Here's what I did to test the answer (using os.execv to replace the python script with the perl script, so that the perl script will inherit the python script's environment):
I created a pythontest script with:
import os
os.environ['FOO'] = 'BAR'
mydir = os.path.dirname(os.environ.get('SCRIPT_FILENAME'))
childprog = mydir + '/perltest'
childargs = []
os.execv(childprog, childargs)
Then a perltest script with:
print "Content-type: text/html\n\n";
while (($key,$value) = each %ENV) {
print "<p>$key=$value</p>\n";
}
Then I called http://myserver.com/cgi-bin/pythontest and saw that the environment printout included the custom FOO variable so the child perltest process had successfully inherited all the environment variables.
I'm just going to state the obvious here because I don't have any detailed knowledge about your specific environment.
If your python script is a genuine CGI and not a mod_python script or similar then it is just a regular process spawned to handle the one request. You can use os.execv to replace it with another process (e.g. the perl CGI) and the new process will inherit the current process' environment, stdin, stdout and stderr. This assumes that you don't need to read stdin for your security checks. It may also depend on whether your CGI is running in a restricted environment. execv is potentially dangerous and might be blocked in such an environment.

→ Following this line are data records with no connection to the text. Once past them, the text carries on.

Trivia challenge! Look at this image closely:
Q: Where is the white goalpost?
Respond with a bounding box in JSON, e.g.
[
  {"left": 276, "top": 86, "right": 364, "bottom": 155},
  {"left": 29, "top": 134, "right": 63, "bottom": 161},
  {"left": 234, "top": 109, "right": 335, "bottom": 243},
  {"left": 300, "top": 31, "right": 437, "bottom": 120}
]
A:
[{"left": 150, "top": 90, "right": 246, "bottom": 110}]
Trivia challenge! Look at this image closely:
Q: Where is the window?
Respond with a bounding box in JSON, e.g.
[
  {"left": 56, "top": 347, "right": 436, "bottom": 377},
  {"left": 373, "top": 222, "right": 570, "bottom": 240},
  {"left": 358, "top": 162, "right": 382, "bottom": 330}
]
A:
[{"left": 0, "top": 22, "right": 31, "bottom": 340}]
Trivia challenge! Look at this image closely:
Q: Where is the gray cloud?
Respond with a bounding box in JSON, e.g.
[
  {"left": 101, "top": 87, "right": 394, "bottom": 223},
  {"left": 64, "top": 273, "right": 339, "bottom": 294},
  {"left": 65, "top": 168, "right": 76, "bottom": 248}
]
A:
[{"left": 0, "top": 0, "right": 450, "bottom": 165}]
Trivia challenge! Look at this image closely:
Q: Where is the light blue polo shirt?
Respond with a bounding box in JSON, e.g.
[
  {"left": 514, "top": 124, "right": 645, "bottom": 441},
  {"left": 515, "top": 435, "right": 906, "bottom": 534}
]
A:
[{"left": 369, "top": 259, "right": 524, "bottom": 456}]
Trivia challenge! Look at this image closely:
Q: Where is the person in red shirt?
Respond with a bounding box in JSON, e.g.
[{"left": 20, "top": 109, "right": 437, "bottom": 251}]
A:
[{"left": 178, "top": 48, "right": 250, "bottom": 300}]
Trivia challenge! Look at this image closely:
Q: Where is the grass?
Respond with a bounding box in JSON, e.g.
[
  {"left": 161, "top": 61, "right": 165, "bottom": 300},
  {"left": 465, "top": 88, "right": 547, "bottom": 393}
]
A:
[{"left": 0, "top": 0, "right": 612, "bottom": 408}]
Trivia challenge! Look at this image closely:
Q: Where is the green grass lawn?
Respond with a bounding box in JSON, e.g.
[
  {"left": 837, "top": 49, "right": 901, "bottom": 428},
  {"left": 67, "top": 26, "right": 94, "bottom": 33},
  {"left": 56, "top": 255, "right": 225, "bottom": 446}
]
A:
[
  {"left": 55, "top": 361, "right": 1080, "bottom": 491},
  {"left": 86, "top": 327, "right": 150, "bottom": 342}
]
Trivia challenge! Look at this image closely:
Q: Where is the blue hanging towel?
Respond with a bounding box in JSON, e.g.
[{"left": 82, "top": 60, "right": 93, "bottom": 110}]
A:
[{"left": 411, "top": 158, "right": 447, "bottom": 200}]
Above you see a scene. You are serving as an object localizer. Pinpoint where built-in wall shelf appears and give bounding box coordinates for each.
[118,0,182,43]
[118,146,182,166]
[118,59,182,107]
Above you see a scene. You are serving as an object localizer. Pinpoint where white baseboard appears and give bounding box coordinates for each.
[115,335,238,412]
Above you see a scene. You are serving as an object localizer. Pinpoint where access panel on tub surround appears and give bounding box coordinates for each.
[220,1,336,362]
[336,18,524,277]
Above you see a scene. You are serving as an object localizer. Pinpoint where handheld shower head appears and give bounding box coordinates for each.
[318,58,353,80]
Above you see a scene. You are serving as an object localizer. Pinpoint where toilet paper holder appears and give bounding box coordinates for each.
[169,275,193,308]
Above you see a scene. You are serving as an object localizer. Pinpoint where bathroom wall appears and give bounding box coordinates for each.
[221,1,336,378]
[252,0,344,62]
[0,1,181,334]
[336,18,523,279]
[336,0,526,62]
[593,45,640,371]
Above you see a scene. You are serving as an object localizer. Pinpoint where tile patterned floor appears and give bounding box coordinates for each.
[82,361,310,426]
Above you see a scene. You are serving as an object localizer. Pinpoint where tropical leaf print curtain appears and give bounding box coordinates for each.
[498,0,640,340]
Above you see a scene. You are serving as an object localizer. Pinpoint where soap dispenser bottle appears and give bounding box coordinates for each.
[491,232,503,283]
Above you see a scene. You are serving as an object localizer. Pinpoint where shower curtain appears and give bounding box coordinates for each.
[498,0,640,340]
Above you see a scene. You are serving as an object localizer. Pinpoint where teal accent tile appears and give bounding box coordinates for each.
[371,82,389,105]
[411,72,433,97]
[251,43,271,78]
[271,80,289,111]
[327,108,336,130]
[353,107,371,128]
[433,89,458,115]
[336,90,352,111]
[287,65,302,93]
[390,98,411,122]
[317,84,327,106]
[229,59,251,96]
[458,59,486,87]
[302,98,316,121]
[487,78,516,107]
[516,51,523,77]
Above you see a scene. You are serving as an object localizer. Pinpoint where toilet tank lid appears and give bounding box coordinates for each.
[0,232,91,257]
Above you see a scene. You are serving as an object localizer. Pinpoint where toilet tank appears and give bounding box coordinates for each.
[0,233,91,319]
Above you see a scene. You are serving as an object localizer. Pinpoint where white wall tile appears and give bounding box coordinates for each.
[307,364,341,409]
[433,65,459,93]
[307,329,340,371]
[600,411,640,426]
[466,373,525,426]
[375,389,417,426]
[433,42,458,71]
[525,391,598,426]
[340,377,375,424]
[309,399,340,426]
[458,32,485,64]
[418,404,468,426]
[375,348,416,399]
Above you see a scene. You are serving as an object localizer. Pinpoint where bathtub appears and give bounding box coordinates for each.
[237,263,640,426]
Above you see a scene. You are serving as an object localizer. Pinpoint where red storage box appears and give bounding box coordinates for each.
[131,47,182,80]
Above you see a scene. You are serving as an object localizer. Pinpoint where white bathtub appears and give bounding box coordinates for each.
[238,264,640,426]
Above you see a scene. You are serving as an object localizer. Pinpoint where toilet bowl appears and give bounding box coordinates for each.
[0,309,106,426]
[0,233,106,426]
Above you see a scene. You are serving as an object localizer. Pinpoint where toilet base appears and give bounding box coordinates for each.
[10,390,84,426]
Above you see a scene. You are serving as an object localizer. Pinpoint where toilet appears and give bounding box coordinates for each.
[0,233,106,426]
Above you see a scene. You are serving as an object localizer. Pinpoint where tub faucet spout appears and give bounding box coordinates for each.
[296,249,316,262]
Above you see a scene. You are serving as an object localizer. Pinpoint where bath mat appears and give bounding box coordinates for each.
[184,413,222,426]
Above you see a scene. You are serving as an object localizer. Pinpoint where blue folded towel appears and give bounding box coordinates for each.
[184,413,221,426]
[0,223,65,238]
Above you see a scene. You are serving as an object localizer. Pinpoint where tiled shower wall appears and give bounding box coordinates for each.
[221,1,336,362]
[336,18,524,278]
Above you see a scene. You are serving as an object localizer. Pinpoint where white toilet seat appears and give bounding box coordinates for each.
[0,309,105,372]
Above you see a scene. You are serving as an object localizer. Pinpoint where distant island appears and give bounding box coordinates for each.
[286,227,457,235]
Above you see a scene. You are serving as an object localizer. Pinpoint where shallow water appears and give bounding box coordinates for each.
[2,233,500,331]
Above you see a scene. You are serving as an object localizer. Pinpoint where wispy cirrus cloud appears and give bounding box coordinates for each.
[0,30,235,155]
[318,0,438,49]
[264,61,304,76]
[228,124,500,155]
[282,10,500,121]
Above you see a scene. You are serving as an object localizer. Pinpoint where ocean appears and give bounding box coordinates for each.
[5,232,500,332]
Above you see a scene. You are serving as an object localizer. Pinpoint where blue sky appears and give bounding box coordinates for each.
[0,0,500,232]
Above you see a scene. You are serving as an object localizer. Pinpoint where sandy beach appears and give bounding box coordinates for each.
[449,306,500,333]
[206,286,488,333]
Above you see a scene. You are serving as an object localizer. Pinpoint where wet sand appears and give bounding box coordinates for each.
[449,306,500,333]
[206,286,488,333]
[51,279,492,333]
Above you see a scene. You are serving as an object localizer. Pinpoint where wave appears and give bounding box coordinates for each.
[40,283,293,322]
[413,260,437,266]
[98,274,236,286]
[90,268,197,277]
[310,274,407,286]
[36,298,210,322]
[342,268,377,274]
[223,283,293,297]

If you're running from a mod_python environment or if you need to peek at posted data (i.e. stdin) then the execv approach isn't available to you. You have two main alternatives.
You could run the perl CGI directly (e.g. look at the subprocess module) handing it a correct environment and feeding it the correct data to its stdin. You can the spool the returned data from its stdout raw (or cooked if needed) directly back to the web server.
Otherwise, you could make a local web request to run the CGI. This is likely to require a bit less knowledge about the server setup, but a bit more work in the python CGI to make and handle the HTTP request.